At the same time, the economy had suffered nine consecutive months of job losses. Considering the carnage to both capital and labor (which covers just about everybody), even a Ronald Reagan could not have survived. The fact that John McCain got 46 percent of the electorate when 75 percent said the country was going in the wrong direction is quite remarkable.

But even Krauthammer recognizes that the game is up:

Which is not to say that Obama did not run a brilliant general election campaign. He did. In its tactically perfect minimalism, it was as well conceived and well executed as the electrifying, highflying, magic carpet ride of his primary victory. By the time of his Denver convention, Obama understood that he had to dispense with the magic and make himself kitchen-table real, accessible and, above all, reassuring. He did that. And when the economic tsunami hit, he understood that all he had to do was get out
of the way. He did that too.

With him we get a president with the political intelligence of a Bill Clinton harnessed to the steely self-discipline of a Vladimir Putin. (I say this admiringly.) With these qualities, Obama will now bestride the political stage as largely as did Reagan.

Krauthammer almost acknowledges the obvious: It’s the economy, stupid. It’s the GOP insistence on deregulation and on shoveling more and more of the money into the hands of the superrich. That’s the nasty little habit that none of these Republican “thinkers” notice as their cardinal sin.

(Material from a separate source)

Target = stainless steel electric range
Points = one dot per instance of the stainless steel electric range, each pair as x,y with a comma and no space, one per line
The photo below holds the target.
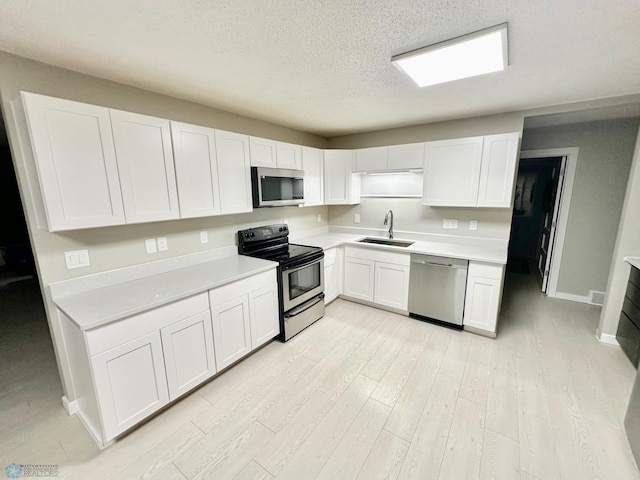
300,275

Who knows whether the Republicans will glue themselves back together thirty years from now? I hope not, but I’m not going to worry about it. I’m living for today–while the stew is piping hot. Here. Have a taste.

“I’m just going to go out on a limb here and say things are not going well for the Republicans. Two years ago they controlled both the White House and the Congress. Soon they’ll be controlling both the Coke machine and the fry station.”